Дикие ночи - Коллар Сирил. Страница 7

«Душой и телом» — неудачное выражение, они и так едины. Когда Кадер овладевал мной, даже на излете нашей любви, вначале он проникал в мое тело, а потом пронзал и Душу.

Прежде я способен был остановиться, притормозить, отдаться течению жизни. Когда кончалась очередная любовная история — очередной «опыт», — я умел размышлять и спокойно оценивать его, одновременно устремляясь в будущее: родившиеся под знаком Стрельца вечно куда-то торопятся. Для меня в этом была своего рода защитная мораль, заставлявшая избегать людей и мест, которых коснулся конформизм или строго установленный порядок. Я начинал сходить с ума, почувствовав над собой чью-то власть, хотя мне и нравилось испытывать собственное могущество над другими людьми.

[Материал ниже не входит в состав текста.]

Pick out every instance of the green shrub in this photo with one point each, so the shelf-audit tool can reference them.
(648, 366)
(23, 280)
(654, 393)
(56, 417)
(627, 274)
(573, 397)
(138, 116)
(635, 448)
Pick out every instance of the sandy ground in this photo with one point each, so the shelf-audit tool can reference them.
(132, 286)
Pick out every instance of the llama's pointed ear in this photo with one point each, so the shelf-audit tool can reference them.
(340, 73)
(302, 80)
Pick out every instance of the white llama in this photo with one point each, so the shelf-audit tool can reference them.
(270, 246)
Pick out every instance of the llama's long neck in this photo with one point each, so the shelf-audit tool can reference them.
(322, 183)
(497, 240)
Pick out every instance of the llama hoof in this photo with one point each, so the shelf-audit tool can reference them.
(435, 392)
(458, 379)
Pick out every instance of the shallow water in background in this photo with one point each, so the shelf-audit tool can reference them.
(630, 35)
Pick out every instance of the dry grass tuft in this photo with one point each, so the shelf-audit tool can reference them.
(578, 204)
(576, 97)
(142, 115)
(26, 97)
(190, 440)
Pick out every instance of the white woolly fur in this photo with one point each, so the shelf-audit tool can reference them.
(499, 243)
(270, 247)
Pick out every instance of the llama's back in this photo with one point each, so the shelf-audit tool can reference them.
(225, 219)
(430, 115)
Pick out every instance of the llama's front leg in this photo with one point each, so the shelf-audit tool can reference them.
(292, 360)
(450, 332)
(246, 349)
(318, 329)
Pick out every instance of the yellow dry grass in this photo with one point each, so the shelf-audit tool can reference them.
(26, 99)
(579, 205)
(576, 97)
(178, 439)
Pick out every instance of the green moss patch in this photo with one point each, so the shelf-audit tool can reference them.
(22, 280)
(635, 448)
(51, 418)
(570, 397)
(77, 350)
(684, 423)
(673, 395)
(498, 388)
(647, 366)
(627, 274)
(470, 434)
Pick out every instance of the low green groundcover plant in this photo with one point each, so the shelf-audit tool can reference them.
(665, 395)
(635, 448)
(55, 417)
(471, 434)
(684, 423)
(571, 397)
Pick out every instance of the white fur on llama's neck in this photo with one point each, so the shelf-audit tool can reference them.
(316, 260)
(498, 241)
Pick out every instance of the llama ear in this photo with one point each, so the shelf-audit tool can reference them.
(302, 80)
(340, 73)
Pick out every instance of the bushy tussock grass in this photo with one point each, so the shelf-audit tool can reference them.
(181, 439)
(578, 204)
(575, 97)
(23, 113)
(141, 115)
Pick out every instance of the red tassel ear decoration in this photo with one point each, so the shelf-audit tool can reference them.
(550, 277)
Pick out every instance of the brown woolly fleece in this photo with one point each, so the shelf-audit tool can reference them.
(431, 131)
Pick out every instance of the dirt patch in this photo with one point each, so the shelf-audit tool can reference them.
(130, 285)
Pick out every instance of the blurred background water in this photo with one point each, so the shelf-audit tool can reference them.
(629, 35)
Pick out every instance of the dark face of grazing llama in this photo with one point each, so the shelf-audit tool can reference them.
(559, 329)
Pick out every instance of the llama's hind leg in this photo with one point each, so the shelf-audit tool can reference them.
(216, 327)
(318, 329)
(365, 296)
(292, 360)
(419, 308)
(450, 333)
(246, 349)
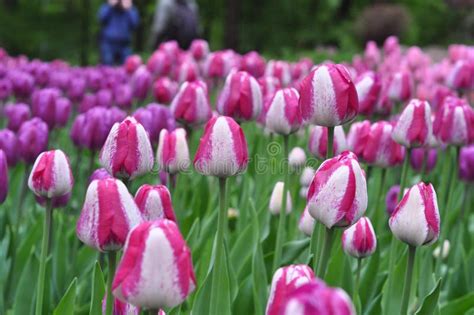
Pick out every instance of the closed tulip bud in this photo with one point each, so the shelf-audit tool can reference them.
(283, 115)
(328, 96)
(368, 88)
(3, 177)
(423, 158)
(414, 126)
(199, 49)
(156, 269)
(173, 154)
(16, 114)
(127, 152)
(338, 193)
(222, 150)
(191, 104)
(297, 157)
(306, 223)
(155, 203)
(466, 163)
(51, 175)
(400, 87)
(276, 199)
(415, 220)
(329, 301)
(359, 240)
(454, 122)
(9, 145)
(164, 90)
(285, 280)
(318, 141)
(107, 216)
(241, 97)
(380, 149)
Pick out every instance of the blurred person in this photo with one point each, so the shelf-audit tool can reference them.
(118, 19)
(175, 20)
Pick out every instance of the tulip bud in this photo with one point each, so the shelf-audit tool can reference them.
(191, 104)
(155, 203)
(338, 193)
(454, 122)
(415, 220)
(306, 223)
(328, 96)
(241, 97)
(316, 298)
(359, 240)
(173, 154)
(414, 126)
(285, 280)
(127, 152)
(222, 150)
(276, 199)
(283, 115)
(156, 270)
(51, 175)
(3, 177)
(108, 215)
(380, 150)
(318, 141)
(32, 139)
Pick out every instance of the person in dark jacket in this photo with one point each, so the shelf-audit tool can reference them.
(118, 19)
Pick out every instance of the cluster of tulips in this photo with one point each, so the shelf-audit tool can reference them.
(141, 122)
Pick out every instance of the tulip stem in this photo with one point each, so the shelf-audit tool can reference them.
(282, 218)
(326, 252)
(48, 216)
(110, 277)
(408, 279)
(217, 271)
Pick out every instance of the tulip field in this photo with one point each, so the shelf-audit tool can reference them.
(211, 182)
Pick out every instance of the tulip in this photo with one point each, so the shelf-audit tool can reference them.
(380, 150)
(283, 115)
(155, 251)
(337, 197)
(306, 223)
(155, 203)
(359, 240)
(454, 122)
(3, 177)
(318, 141)
(414, 126)
(241, 97)
(328, 96)
(17, 114)
(191, 104)
(173, 153)
(329, 301)
(127, 152)
(285, 280)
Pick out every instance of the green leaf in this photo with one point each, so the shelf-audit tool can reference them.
(66, 305)
(430, 302)
(98, 290)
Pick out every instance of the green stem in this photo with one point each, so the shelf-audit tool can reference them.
(408, 279)
(48, 217)
(326, 252)
(110, 277)
(217, 271)
(282, 219)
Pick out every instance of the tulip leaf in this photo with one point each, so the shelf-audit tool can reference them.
(66, 305)
(98, 290)
(430, 302)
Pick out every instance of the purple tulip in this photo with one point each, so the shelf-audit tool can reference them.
(32, 139)
(16, 114)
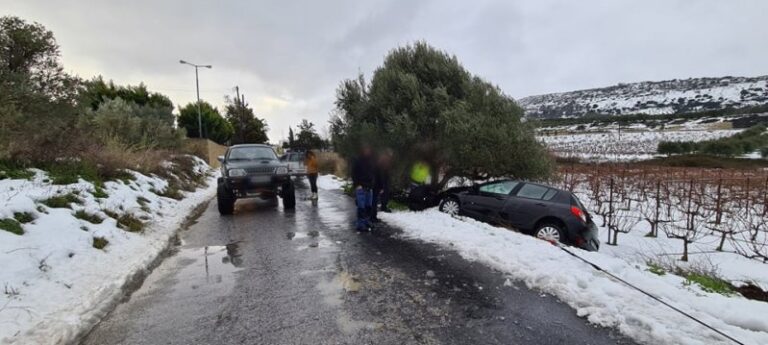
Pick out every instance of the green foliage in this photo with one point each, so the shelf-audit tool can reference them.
(126, 221)
(62, 201)
(97, 92)
(754, 138)
(248, 129)
(656, 269)
(710, 284)
(397, 206)
(424, 105)
(100, 242)
(11, 170)
(215, 127)
(89, 217)
(23, 217)
(12, 226)
(131, 125)
(307, 138)
(99, 192)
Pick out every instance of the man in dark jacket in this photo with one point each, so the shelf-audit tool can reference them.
(363, 179)
(381, 184)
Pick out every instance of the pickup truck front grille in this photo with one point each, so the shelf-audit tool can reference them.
(260, 170)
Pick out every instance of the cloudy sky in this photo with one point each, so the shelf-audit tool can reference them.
(289, 56)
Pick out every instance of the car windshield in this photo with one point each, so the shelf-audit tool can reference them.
(251, 153)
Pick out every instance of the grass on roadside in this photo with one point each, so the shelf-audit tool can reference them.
(709, 283)
(23, 217)
(126, 221)
(11, 225)
(89, 217)
(62, 201)
(100, 242)
(10, 170)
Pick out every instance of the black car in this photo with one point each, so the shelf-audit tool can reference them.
(545, 212)
(253, 170)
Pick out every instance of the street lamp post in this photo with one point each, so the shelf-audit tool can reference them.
(197, 86)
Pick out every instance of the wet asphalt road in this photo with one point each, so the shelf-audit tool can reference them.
(270, 276)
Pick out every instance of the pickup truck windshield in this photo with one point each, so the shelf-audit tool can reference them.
(252, 153)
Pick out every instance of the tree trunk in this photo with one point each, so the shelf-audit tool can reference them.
(722, 242)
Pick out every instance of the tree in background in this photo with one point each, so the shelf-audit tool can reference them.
(36, 97)
(96, 92)
(215, 127)
(247, 127)
(424, 105)
(307, 138)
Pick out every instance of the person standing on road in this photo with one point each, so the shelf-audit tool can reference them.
(381, 185)
(310, 161)
(363, 178)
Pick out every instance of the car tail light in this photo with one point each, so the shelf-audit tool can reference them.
(578, 213)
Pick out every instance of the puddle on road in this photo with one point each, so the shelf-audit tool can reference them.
(211, 269)
(332, 290)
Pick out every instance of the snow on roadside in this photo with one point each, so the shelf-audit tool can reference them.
(329, 182)
(600, 299)
(57, 283)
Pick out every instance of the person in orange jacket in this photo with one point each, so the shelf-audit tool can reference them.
(310, 161)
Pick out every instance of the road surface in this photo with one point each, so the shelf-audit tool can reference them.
(271, 276)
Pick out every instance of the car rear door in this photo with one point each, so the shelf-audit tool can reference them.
(527, 205)
(485, 202)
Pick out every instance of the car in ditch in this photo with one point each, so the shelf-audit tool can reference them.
(253, 170)
(545, 212)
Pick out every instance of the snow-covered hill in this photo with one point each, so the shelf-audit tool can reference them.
(662, 97)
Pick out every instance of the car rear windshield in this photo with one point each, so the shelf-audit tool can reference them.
(251, 153)
(532, 191)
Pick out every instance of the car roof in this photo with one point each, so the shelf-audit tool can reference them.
(533, 183)
(249, 145)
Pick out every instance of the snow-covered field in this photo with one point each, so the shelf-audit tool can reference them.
(599, 298)
(56, 283)
(625, 146)
(595, 296)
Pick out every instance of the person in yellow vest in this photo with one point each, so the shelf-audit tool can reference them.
(420, 191)
(420, 173)
(310, 161)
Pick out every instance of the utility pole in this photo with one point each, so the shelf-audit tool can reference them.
(239, 105)
(197, 87)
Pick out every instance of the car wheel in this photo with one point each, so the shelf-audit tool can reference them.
(226, 200)
(550, 232)
(450, 206)
(289, 196)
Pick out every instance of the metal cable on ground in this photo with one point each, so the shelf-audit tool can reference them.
(598, 268)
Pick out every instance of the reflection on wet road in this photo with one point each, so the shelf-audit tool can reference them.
(271, 276)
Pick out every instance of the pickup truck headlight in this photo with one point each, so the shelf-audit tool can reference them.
(236, 172)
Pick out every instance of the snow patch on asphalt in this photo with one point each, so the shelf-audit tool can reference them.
(57, 284)
(595, 296)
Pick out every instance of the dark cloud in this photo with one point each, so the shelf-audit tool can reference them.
(289, 56)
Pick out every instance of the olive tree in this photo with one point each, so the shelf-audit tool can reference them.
(424, 105)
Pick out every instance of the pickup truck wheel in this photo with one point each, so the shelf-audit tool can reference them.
(289, 196)
(225, 200)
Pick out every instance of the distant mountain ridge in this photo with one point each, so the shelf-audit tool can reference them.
(652, 97)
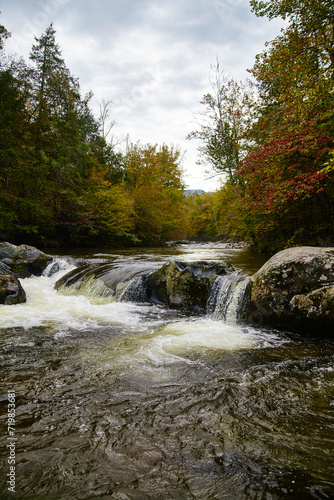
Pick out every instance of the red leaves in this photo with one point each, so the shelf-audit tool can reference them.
(286, 170)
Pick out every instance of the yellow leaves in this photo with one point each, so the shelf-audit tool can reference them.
(114, 209)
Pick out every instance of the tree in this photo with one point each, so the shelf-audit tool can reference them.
(288, 179)
(153, 177)
(223, 124)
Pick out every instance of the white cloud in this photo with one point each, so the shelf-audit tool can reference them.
(151, 58)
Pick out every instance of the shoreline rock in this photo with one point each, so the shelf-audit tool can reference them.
(11, 290)
(294, 290)
(23, 260)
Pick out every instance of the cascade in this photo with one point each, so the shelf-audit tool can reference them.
(226, 299)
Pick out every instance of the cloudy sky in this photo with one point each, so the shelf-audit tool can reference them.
(151, 58)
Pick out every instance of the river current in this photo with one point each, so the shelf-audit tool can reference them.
(131, 400)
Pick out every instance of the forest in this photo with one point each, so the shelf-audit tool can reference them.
(63, 184)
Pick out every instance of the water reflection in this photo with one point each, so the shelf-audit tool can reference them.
(135, 401)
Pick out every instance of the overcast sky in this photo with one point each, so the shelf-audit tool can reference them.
(151, 58)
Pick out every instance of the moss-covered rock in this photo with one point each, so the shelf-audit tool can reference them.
(11, 291)
(295, 290)
(184, 285)
(24, 260)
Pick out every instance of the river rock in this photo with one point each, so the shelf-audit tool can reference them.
(184, 285)
(11, 291)
(295, 290)
(24, 260)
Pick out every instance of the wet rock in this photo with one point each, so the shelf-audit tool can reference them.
(11, 291)
(24, 260)
(184, 285)
(295, 290)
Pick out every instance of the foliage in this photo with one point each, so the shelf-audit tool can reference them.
(223, 124)
(153, 178)
(60, 180)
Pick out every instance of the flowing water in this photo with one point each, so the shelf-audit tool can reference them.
(128, 400)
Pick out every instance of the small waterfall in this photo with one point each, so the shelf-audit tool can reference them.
(226, 299)
(134, 290)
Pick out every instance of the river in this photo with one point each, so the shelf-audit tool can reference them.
(131, 400)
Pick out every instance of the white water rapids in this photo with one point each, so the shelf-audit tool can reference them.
(134, 401)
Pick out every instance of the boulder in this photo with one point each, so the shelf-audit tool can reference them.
(184, 285)
(24, 260)
(11, 291)
(295, 290)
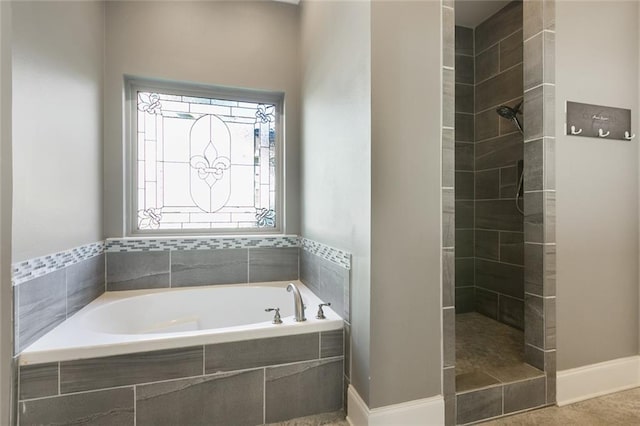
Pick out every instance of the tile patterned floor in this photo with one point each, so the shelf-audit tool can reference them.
(488, 353)
(622, 408)
(325, 419)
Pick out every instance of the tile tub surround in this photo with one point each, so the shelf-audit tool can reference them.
(44, 302)
(201, 385)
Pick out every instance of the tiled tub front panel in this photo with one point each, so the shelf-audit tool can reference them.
(239, 383)
(131, 270)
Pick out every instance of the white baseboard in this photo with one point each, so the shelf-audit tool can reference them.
(421, 412)
(578, 384)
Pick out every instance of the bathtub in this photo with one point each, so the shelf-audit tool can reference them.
(124, 322)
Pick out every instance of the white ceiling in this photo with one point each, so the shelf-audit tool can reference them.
(470, 13)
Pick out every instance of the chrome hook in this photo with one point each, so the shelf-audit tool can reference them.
(574, 131)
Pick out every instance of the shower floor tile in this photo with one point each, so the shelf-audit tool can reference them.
(489, 353)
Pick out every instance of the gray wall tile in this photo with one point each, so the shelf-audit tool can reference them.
(303, 389)
(464, 40)
(206, 267)
(85, 282)
(512, 247)
(464, 69)
(448, 158)
(331, 343)
(464, 156)
(120, 370)
(504, 22)
(533, 217)
(465, 300)
(464, 127)
(41, 306)
(533, 321)
(509, 177)
(533, 167)
(330, 282)
(463, 216)
(488, 63)
(38, 380)
(478, 405)
(503, 151)
(464, 98)
(137, 270)
(511, 312)
(487, 244)
(223, 399)
(449, 217)
(260, 352)
(448, 277)
(486, 303)
(448, 37)
(533, 66)
(273, 264)
(498, 214)
(449, 337)
(487, 184)
(499, 89)
(448, 93)
(511, 51)
(109, 407)
(464, 272)
(500, 277)
(464, 243)
(487, 125)
(523, 395)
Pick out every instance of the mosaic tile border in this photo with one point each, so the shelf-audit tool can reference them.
(203, 243)
(331, 254)
(39, 266)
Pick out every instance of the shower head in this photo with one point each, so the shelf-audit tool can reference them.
(508, 112)
(511, 114)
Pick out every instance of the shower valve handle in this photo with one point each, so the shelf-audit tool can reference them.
(276, 316)
(320, 314)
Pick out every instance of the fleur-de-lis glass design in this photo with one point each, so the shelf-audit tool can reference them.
(266, 113)
(210, 167)
(266, 218)
(149, 218)
(149, 102)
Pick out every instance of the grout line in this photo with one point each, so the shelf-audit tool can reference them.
(135, 405)
(264, 395)
(519, 64)
(494, 44)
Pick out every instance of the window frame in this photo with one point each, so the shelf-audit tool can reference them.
(135, 84)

Меня вела исступленная жажда новизны, и ни на что иное я был просто не годен. Эта необходимость движения, ставшая во мне как бы инстинктом самосохранения, сыграет со мной злую шутку, заключив в абсолютную неподвижность: куда идти, если тебе кажется, что ты прошел уже всеми путями, все попробовал?

Съемки состоялись, но я ничего не могу вспомнить, кроме каких-то людей, двигавшихся передо мной и вокруг камеры на фоне африканских пейзажей под почти белым от жары небом.

Группа распалась, марокканцы вернулись домой, французы улетели в Париж. Я решил остаться, взять напрокат машину и покататься по стране. Три дня спустя я позвонил в лабораторию: пленки проявили, все вроде бы было в порядке, хотя на двух кадрах обнаружились царапины. Я профессиональный оператор, но в который уже раз мысль о том, что ничтожная невидимая пылинка, попавшая в объектив, грозила уничтожить целые сцены любви, смерти, схваток и предательств, повергла меня в ужас. Художник может пустить в ход ластик, даже разорвать рисунок и начать творить заново, но киношник скован, на него давит чудовищная сложность процесса съемок: десятки посредников, помощников, рабочих, техников, немыслимые суммы денег…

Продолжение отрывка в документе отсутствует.